A recent study showed that nurses were very satisfied working longer-shift-length schedules—with shifts lasting 12 or more hours—even though the data also showed that nurses working the longest shifts were among those most likely to experience burnout and job dissatisfaction. And, patients treated at the hospitals where nurses worked the longest shifts were the most likely to be dissatisfied with their care (see box on next page).
“We saw that when nurses work these long shifts their well-being is compromised and patient care may be negatively impacted as well,” the study's lead author, Amy Witkoski Stimpfel, PhD, RN, a Post-doctoral Fellow at the Center for Health Outcomes and Policy Research at the University of Pennsylvania School of Nursing, said in a phone interview. “We were able to link for the first time nurses' work hours with patient satisfaction, too.”
Hospitals have been using 12-hour shift schedules for a while, but there is more evidence now than ever before showing why such schedules can be problematic, said Patricia Potter, RN, PhD, FAAN, Director of Nursing Research at the Siteman Cancer Center at Barnes-Jewish Hospital and Washington University Medical Center in St. Louis. Her research has helped define the prevalence of “compassion fatigue”—a combined measure of secondary traumatic stress and burnout—in oncology nurses and care providers.
Oncology nurses, who see the same patients on a routine basis for treatment and follow-up, develop relationships with their patients, Potter said. And seeing a patient's disease worsen or recur can be stressful for oncology nurses. “Rigorous chemotherapy regimens and radiation can lead to serious side effects that can complicate sustained disease symptoms,” she said.
It's the continued stress nurses endure, due to long shifts and other factors, that causes problems. Physiological research has shown that under continued stress, executive functioning does not work well, she explained. “That means you have poor decision-making, you don't communicate as clearly, and your memory is impaired.”
The Joint Commission published a Sentinel Event Alert in late 2011 reporting that health care worker fatigue (across specialties, including for nurses) increases the risk of adverse events that compromise patient safety as well as the risk to personal safety and well-being. The report noted that many factors contribute to fatigue, but this paper's purpose was “to address the effects and risks of an extended work day and of cumulative days of extended work hours” (www.jointcommission.org/assets/1/18/SEA_48.pdf).

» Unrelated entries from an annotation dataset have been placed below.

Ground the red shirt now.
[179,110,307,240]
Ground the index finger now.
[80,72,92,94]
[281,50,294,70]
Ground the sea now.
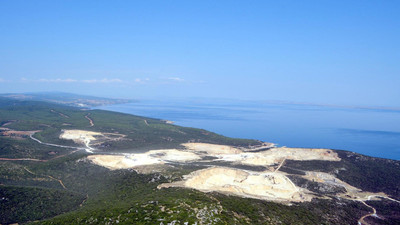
[97,99,400,160]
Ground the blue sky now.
[0,0,400,107]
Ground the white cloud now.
[133,78,150,83]
[37,78,78,83]
[20,77,123,84]
[167,77,185,82]
[82,78,122,83]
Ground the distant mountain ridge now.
[0,92,137,107]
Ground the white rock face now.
[161,167,312,202]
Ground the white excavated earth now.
[159,167,312,202]
[88,149,201,170]
[60,130,103,146]
[81,141,382,202]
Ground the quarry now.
[85,142,384,202]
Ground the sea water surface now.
[98,99,400,160]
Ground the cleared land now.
[88,143,371,202]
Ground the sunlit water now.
[99,100,400,160]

There is now more awareness of the on-the-job stressors nurses face, Potter noted. “I had compassion fatigue years ago and had no idea what it was. But, now we're wrapping our heads around it, giving it a name, and understanding it—and people are figuring out ways to help reduce the impact of it.”
‘Last Person to Know’
“The biggest problem with working while you're fatigued is that you are probably the last person to be aware of how fatigue is affecting your judgment,” said Jeanne M. Geiger-Brown, PhD, RN, FAAN, Assistant Dean of Research and Associate Professor at the University of Maryland School of Nursing. Longer shifts are associated with more errors in patient care, higher rates of needle stick injuries, and increased risk of motor vehicle collision due to drowsy driving, according to her analysis of more than a decade's worth of research on the topic published in the Journal of Nursing Administration (2010;40:100-102). “People have an overabundance of confidence that they are doing ok and often don't recognize their own level of fatigue and how it's affecting them.”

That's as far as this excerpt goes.